BNCweb manual: Distribution

Distribution

The Distribution feature offers easy access to descriptive statistics concerning the distribution of your query result over the various metatextual categories encoded in the BNC. It saves you from having to perform several (or even dozens of) individual queries for a 'manual' compilation of the required statistics.

Performing a distribution analysis

In the BNC Query Result window, select Distribution from the drop-down menu and press 'Go!' This is shown in the following screenshot of the results window after running a query for the word lovely:

After the calculation has finished, a page with the distribution of your query result over several major categories will be displayed. Apart from the number of hits found in the individual catergories, the distribution feature also offers information about the total number of words contained in these categories and the corresponding relative frequency of your query result. Relative frequency information makes it possible to directly compare data for different categories. This is shown in the following screenshot: lovely is found more often in the written component (3,641 vs. only 2,397 hits in the spoken component), but the relative frequencies reveal that lovely is in fact more than five times as frequent in the spoken data (232 vs. 42 instances per million words).

Clicking on the number of hits in the third column will display all the sentences contained in the relevant category.

The upper drop-down menu on the top of the page allows you to choose from a list of other categories encoded in the header of the BNC texts. For example the category "Type of author" ('Sole', 'Corporate' or 'Multiple') is not shown on the default general information page. Select the desired category and press 'Show distribution'.

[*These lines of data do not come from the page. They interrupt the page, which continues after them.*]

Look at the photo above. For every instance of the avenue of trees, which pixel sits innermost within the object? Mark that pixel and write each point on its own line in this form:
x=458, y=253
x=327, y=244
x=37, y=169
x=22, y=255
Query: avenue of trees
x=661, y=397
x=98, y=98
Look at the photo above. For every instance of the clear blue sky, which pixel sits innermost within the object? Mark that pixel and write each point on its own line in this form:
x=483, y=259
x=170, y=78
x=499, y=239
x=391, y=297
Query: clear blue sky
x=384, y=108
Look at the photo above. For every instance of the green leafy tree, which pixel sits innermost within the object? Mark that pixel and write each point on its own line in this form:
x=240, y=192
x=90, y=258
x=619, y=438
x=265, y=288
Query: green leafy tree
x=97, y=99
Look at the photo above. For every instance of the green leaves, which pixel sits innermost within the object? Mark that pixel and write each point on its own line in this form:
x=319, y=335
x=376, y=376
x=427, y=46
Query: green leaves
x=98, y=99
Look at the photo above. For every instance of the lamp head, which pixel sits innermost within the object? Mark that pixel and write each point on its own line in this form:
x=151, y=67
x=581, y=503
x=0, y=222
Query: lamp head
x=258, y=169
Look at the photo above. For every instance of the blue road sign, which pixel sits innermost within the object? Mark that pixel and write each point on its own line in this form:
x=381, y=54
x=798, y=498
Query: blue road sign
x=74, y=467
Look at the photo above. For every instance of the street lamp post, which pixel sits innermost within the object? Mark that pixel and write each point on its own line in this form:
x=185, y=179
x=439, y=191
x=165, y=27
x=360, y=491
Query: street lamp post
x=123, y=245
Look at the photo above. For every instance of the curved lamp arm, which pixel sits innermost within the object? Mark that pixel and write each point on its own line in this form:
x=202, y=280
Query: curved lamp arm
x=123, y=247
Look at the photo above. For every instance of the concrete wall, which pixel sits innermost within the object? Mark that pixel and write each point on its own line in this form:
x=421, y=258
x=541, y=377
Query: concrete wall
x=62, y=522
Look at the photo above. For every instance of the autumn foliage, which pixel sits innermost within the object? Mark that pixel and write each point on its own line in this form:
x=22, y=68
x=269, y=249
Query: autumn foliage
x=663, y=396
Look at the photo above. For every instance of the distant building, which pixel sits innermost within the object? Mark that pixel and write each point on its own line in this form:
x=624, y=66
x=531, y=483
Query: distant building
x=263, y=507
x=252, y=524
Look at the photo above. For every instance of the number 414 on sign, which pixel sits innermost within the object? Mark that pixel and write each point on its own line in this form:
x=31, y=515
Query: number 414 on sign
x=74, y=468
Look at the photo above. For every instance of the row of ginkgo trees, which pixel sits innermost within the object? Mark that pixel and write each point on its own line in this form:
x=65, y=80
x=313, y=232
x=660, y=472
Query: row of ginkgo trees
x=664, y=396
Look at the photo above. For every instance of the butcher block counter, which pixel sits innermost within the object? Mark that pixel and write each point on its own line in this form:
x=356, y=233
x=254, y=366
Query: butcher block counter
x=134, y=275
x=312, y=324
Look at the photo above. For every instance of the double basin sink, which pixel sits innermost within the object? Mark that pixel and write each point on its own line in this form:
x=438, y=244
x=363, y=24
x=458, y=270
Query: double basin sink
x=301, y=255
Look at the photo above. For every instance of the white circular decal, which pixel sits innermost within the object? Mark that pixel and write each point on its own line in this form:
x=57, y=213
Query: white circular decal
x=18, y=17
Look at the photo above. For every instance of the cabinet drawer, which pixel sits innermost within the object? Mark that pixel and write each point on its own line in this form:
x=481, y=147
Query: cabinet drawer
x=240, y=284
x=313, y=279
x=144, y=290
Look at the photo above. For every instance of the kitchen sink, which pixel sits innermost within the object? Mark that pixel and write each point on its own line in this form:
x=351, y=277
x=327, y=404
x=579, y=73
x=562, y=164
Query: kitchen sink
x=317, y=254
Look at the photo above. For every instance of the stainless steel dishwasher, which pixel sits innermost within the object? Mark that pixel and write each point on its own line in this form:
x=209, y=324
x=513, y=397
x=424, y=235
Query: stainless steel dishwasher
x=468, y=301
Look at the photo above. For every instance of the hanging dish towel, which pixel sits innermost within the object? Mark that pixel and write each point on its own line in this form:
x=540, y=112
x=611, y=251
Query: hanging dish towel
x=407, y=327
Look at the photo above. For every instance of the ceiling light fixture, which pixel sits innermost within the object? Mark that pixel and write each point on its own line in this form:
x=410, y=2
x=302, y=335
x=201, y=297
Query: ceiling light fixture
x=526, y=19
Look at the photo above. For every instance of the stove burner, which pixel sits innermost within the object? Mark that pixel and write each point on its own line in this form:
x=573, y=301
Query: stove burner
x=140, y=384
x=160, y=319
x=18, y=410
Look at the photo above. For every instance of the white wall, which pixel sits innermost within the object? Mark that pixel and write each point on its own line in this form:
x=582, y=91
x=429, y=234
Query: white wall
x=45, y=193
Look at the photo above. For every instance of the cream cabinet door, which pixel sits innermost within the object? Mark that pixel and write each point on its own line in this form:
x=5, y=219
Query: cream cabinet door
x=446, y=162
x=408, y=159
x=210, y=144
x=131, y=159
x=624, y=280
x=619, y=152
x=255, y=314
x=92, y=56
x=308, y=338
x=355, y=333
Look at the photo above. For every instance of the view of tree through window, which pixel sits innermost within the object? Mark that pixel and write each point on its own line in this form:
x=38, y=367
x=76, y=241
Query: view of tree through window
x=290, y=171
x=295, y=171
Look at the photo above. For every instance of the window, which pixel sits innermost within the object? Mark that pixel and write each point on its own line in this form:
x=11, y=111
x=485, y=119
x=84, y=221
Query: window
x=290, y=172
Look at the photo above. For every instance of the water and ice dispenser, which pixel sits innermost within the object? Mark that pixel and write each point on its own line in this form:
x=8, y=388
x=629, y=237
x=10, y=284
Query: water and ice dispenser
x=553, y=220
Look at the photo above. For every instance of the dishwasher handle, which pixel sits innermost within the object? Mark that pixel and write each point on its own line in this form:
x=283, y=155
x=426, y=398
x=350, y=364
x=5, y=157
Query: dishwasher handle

The lower drop-down menu can be used to display a crosstabulation of two different categories. In this way, it is for example possible to investigate the influence of the variables 'age' and 'sex' on the use of lovely in spoken English. As the following screenshot shows, men in general use lovely less often than women (166 vs 495 instances pmw). Men between the age of 24-35 use it most frequently but the differences between the age groups are not that great (between 189 and 144 instances pmw). With the female speakers, however, a clear connection between age and the use of lovely can be drawn: women aged 65 and over show a frequency of 779 instances pmw. This is more than three times as high as the frequency for the youngest age group (250 instances pmw). Without crosstabulation of data, such a correspondence might have gone unnoticed.

File frequency information

Relative frequencies are useful for comparing different categories. But they may also be misleading as some words are highly genre-specific (and some specialized vocabulary may in fact be restricted to one single text). For example, the word homoeopathic has 216 occurrences in the whole BNC, which corresponds to 2.21 instances per million words. But how equally is it distributed? This question can be answered by selecting File frequency information in the upper drop-down menu. The result is shown below:

Over 75% of all occurrences of homoeopathic are found in a single text. As the File information page reveals, this is an extract from a text entitled "Homeopathy for everyone".

Notes

A word of warning: Distribution data is often fascinating data, both because it confirms our intuitions about language use (e.g. old ladies being prone to say lovely) or sometimes also because it produces unexpected results that run counter to our perceptions of language use (e.g. the fact that the word car is more frequently said by women than by men in the spoken component of the BNC). But there is a danger of relying too much on such data - it is nothing but raw data. It is the task of the corpus linguist to describe such data, but a meaningful analysis must necessarily go beyond listing relative frequencies. For example, lovely may have different pragmatic functions in different contexts. Consider the following sentence which contains one of the 40 instances of lovely uttered by young girls:
KP3:2842 Oh, <name> oh, he's lovely, and <pause> disgusting. <unclear>.
Is this his kind of ironic use also found in utterances of women aged 65+? Information like that obviously cannot be found in frequency tabulations. Corpus linguistics almost inevitably requires 'manual' work in order to get at meaningful interpretations. BNCweb reduces some of the necessary manual work, but it can't replace it.